Se la portata storica degli eventi si misurasse in base alla loro durata, l’impresa di Jeff Bezos, martedì 20 luglio, sembrerebbe poca cosa. Il suo viaggio suborbitale, il primo realizzato solo da civili e senza un pilota, è durato una decina di minuti o poco più (trasmessi rigorosamente in diretta su YouTube, con centinaia di milioni di spettatori).

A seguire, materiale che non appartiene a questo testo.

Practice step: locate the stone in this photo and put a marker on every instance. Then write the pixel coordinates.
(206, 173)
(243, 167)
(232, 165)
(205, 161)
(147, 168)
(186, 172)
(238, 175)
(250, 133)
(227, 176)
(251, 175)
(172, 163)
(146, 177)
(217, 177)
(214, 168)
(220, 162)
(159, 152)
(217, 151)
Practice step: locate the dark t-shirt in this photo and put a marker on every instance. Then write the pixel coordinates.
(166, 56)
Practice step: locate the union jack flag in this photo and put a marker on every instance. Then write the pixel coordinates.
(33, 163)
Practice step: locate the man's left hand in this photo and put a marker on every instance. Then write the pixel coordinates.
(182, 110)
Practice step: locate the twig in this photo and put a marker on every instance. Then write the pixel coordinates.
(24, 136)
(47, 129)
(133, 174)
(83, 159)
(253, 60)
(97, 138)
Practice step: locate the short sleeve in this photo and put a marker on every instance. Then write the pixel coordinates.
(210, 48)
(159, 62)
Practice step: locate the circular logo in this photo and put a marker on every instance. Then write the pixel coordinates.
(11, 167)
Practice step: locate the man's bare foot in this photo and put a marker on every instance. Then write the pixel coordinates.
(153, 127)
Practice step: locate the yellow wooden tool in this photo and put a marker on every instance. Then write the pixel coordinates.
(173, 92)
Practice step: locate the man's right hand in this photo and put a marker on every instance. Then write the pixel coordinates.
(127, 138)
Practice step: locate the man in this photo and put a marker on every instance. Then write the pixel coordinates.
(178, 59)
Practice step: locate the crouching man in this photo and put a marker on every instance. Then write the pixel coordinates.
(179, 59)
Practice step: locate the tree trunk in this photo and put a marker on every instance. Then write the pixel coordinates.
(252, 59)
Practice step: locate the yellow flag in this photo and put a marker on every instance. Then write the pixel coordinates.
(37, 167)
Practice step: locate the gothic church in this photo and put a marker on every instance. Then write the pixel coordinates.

L’uomo più ricco al mondo ha però tagliato così una serie di record da ascrivere alla storia della conquista umana dello spazio. Anche se non ha affatto lo stesso fascino e la stessa importanza di un altro 20 luglio, quello del 1969, quando l’uomo ha messo piede per la prima volta sulla Luna. Nel 1969 Bezos aveva cinque anni. Qualche tempo dopo, nel 1982, intervistato dal Miami Herald a pochi giorni dal diploma, dirà: «Il mio sogno è di costruire hotel spaziali, parchi di divertimento e colonie, per portare in orbita fra le due e le tre milioni di persone».

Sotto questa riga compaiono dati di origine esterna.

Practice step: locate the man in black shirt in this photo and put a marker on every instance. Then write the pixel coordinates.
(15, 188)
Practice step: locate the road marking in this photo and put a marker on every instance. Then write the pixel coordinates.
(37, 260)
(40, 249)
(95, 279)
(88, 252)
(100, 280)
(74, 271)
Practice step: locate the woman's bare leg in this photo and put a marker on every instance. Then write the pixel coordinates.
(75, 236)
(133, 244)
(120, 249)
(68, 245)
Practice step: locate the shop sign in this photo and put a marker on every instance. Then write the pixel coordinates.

A distanza di anni ha dovuto rivedere di molto le ambizioni. Nel 2000 ha fondato Blue Origin, società specializzata nei voli spaziali che gli ha infine permesso di raggiungere i 107 chilometri di apogeo. Oltre il limite che convenzionalmente definisce l’inizio dello spazio (per la Nasa sono gli 80 chilometri). È arrivato secondo rispetto a Richard Branson, patron della Virgin e altro ultra-milionario che è riuscito nell’impresa una settimana prima. Ma Branson si è fermato agli 86 chilometri di altezza. Bezos è andato oltre.

(AP)

L’equipaggio

Soprattutto, lo ha fatto a bordo di un mezzo, chiamato New Shepard (in onore di Alan Shepard, il primo astronauta statunitense a volare nello spazio), senza un pilota a bordo. L’equipaggio era composto interamente da civili: Mark Bezos, fratello più giovane di Jeff, dirigente pubblicitario e vigile del fuoco volontario.

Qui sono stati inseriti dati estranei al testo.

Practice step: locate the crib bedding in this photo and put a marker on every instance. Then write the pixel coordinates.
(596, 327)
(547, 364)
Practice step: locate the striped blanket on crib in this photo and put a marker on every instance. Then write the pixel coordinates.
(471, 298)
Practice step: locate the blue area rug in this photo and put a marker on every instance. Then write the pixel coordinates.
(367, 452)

Wally Funk, di 82 anni, la donna più anziana ad aver raggiunto lo spazio finora. Funk era una giovane aviatrice quando nel 1961 ha aderito a “Women in space”, il programma della Nasa che voleva dimostrare che anche le donne potessero diventare astronaute. Il viaggio nello spazio è rimasto però solo un sogno, fino a ieri. Il quarto posto è stato assegnato con un’asta.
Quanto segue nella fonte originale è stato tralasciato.